Aber das Tierwohl und die Wirtschaftlichkeit sind nur die eine Seite der Medaille. Ein grosser Laufstall hat auch Nachteile.

Er sorgt für mehr Ammoniak-Ausstoss als ein kleiner, dunkler Anbindestall. Je mehr Platz einem Tier geboten wird, desto mehr verschmutzte Flächen gibt es, die mit der Sonne und dem Wind in Berührung kommen. Entsprechend steigen die Ammoniakemmissionen, die aus der Gülle in die Luft entweichen. Dort bilden sie zusammen mit anderen Luftschadstoffen Feinstaub. Es ist sogenannter sekundärer Feinstoff, primärer entsteht auf der Strasse nebenan, von den dortigen Lastwagen und Autos. Kühe und Rinder sind jedoch für 50 Prozent der Ammoniak-Emmissionen verantwortlich.

_DSC8956
Der grosse Laufstall ist von der Strasse aus gut sichtbar. (Bild: Danielle Liniger)

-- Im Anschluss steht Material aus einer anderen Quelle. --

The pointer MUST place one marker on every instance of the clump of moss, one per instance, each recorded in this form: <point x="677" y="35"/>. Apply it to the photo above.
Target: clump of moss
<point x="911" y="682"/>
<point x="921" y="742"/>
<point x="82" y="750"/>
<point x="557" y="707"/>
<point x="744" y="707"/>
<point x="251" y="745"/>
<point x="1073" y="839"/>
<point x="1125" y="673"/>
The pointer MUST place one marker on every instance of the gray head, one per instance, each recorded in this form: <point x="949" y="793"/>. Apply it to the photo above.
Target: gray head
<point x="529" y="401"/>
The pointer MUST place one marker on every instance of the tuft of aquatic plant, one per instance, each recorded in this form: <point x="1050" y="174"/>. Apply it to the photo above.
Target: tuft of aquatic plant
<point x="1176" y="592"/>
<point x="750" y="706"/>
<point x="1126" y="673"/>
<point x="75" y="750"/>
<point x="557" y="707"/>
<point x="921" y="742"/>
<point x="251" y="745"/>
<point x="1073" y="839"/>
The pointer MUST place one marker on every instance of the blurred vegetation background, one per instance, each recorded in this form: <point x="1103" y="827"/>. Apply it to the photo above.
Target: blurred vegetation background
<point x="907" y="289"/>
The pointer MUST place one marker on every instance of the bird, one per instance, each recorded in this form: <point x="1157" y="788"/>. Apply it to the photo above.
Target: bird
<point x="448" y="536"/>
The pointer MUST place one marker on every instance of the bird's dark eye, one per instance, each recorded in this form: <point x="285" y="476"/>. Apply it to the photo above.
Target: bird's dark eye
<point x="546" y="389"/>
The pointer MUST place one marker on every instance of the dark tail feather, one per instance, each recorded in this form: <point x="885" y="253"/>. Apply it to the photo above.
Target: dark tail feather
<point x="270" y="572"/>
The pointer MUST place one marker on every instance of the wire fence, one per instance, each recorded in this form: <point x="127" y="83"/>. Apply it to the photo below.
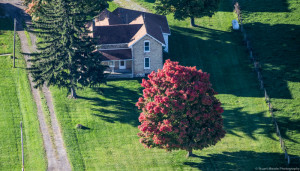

Von diesem Gesichtspunkt aus ist ein Anbindestall ökologischer. Und auch punkto Zersiedelung kann ein Laufstall, der oftmals aufs freie Feld gebaut wird, nicht punkten. Er ist häufig grösser als das ganze Bauernhaus inklusive Stall. So auch in Worb, wo der neue Stall von der Strasse her gut sichtbar ist.

Gut möglich, dass sich jemand an dem neuen grossen Bauwerk stören wird. Es sind die Konflikte, vor denen Bäuer*innen immer wieder stehen. Konflikte, die die Biehlers, die beide ursprünglich nicht aus der Landwirtschaft kommen und sich in der Stadt Zürich kennengelernt haben, gut kennen. Ein Spagat zwischen städtischer und ländlicher Sicht, zwischen Idealismus, Wirtschaftlichkeit und Tierwohl.